PROBE
Harry Harrison 

Interview by Alyce Wilson   

In a professional writing career spanning almost fifty years, Harry Harrison has created many popular works. At the beginning he gained popularity in John W. Campbell's Astounding / Analog magazine with the Deathworld novels and similar intelligent action-adventure stories. During the 1970s and 80s his most popular creation was The Stainless Steel Rat, whose adventures outsold the author's other novels almost two-to-one. Into the 1990s, and the West of Eden trilogy marked a new phase in Harrison's career, that of heavily-researched alternate history stories, of which the Stars and Stripes trilogy is the latest.

- biography from Harry Harrison's official site

Wild Violet editor Alyce Wilson caught up with legendary science fiction author Harry Harrison at the science fiction convention Philcon, held in Philadelphia in December.


You were speaking about how you've gone through different stages in your career, from Deathworld to The Stainless Steel Rat, one of your better known, and then more recently, West of Eden. Where do you think you're going from here?
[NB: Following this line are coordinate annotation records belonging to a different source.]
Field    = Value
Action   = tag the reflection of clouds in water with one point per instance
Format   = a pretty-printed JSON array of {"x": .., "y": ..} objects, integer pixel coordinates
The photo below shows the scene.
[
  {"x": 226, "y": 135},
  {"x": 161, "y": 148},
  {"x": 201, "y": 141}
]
I've published 45 novels. Most of it's still in print. They cover a spectrum of things, from overpopulation, to dinosaurs living with human beings, the West of Eden books, then the history of the United States, alternate histories, Stars and Stripes Forever, which was just published in paperback.

And I'm not doing books much at all right now. I've written the first part of a graphic novel. You can check my web site, HarryHarrison.com, and we'll have details. That's going to be a lot of fun to do. I think it will be quite successful.

And my energy level is different. I'm no longer 12 years old, or 21. And I write for fun. There's money, too. So I'll stick to graphic novels for a bit. That's as much as I can say about my plans.


You're also an artist, and I'm wondering what the relationship is for you. Do they feed off each other? Is the creative process at all different for art than it is for writing?

I went to art school after the war, became a comic artist and illustrator, a magazine art director at various times. I then changed into full-time writing and editing, and I found, as far as writing's concerned, my work is very visual. I see things happening. I see a stage with people moving around on it. And readers like that, because they can get into the story better. And so it certainly has helped me do my writing.

And basically, there's no connection between the two. I mean, you draw what you can't write. You write what you can't draw. I happen to have that, two careers.


The graphic novel, are you illustrating it on your own?

No, but I've done a lot of pictures for the artist. And it's a very physical, graphic idea. I have something happening every panel, and I lay out the panels for an interesting layout.

And I describe background things happening. And I drew sketches for the artist because, as an artist and art director, I recently read through all the popular graphic novels, and I got depressed. Because all the writers have no visual sense. You see pages and pages of the artist working like crazy, showing a long shot, then a close up, an up shot and a down shot. But there's nothing really happening. Good dialogue, interesting plot development and nothing visual onstage.

My graphic novel, I'm hoping the art stands out on this. It should be a very good and popular and a fun, nice book.


How do you decide, because you are a visual person, when something should be a written work and when it should be, say, a drawing or a graphic novel?

The graphic novel, they have to blend together. The art, there are pages that there is no dialogue and no captions that tell the story, very sad, sort of long. Other pages where I use dialogue and captions: foot captions, head captions, with dialogue. They have to be like a good film, a blend of the two. You're never aware of the art or writing. You're aware of the creativity on the page.

And that's very simple to say, very hard to do.


Now, you're known for using humor.

Yes. It's rare in the field.


How important do you find humor to your writing style, and how do you determine when it's appropriate?

It determines itself. People say, "Harry, you're a funny writer." But I didn't start out funny. I mean, Deathworld was my first novel, which is a very, very serious book, no jokes. By Deathworld II, a little levity comes in.

And West of Eden was a very grim book for me. It virtually had no humor. By my second one, I was actually able to find scenes to fit in context.

And it comes quite naturally. I started with The Stainless Steel Rat. And it's very hard to sell humor because, in western society, each one has a sense of humor of their own. And they may not like it. My first couple of books, I was telling the editor, "It was supposed to be funny."

And once you have a reputation for it — and certain of my books I've really made funny, like Bill, The Galactic Hero, parodying a lot of bad science fiction. And there was a lot of good black humor in there.